Intel has quit One Laptop Per Child (OLPC) amidst accusations of it playing dirty, despite supposedly being on the same team.
According to the New York Times:
A frail partnership between Intel and the One Laptop Per Child educational computing group was undone last month in part by an Intel saleswoman: She tried to persuade a Peruvian official to drop the country’s commitment to buy a quarter-million of the organization’s laptops in favor of Intel PCs.
The above incident proved to be the final straw for Nicholas Negroponte, head of the OLPC project. He demanded that Intel stop in its efforts — as he saw it, to undermine the group’s sales. Last week, Intel chose instead to withdraw its support from OLPC.
If you recall, Intel reversed its long-held anti-OLPC position over the summer of 2007. It joined the organization’s board and agreed to contribute $18 million to begin developing an Intel-based version of the computer. However, it appears that Intel continued in its attempts to aggressively sell the competing Classmate PC.
Even after Intel joined the One Laptop board, in country after country, the two organizations competed to make government sales, Mr. Negroponte said yesterday in a telephone interview. The relationship first frayed seriously in October, he said, when an Intel salesman gave a Mongolian government official a side-by-side comparison of the Classmate PC and the XO.
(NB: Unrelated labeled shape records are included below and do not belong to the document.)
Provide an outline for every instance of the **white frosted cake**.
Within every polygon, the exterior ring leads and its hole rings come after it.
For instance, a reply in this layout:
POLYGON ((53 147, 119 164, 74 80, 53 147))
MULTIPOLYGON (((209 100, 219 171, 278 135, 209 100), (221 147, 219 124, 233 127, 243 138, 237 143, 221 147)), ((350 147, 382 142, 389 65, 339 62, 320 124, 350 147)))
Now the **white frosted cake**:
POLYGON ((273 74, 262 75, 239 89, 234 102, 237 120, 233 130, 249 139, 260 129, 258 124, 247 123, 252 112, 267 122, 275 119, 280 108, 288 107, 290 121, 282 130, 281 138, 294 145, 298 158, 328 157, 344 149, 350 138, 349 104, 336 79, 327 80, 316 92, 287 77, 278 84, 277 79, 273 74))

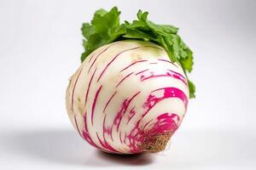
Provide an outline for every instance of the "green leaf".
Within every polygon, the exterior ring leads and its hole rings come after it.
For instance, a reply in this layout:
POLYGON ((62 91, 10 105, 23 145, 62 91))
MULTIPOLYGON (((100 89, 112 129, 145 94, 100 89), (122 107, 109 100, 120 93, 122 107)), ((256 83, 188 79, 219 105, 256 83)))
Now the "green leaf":
POLYGON ((191 81, 189 82, 189 98, 195 98, 195 86, 191 81))
POLYGON ((195 98, 195 87, 188 78, 188 72, 193 68, 193 53, 177 35, 178 28, 171 25, 159 25, 148 20, 148 12, 139 10, 137 20, 131 23, 120 24, 120 12, 116 7, 110 11, 96 11, 90 23, 84 23, 81 31, 84 37, 83 46, 85 52, 81 60, 95 49, 112 42, 125 39, 149 41, 163 47, 172 62, 177 62, 188 79, 189 97, 195 98))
Despite assurances from Intel chief executive Paul S. Otellini, nothing changed Intel’s practices for accelerating the development of an Intel prototype for the OLPC. According to Mr. Negroponte, Intel sales representatives were claiming that Intel had information suggesting that the OLPC was in trouble as a result of the company’s board position there.
Could it be a case of Intel merely giving itself alternatives by joining the OLPC and then cutting it loose when its own Classmate PC prove to be doing relatively well? What do you think Intel hoped to achieve here?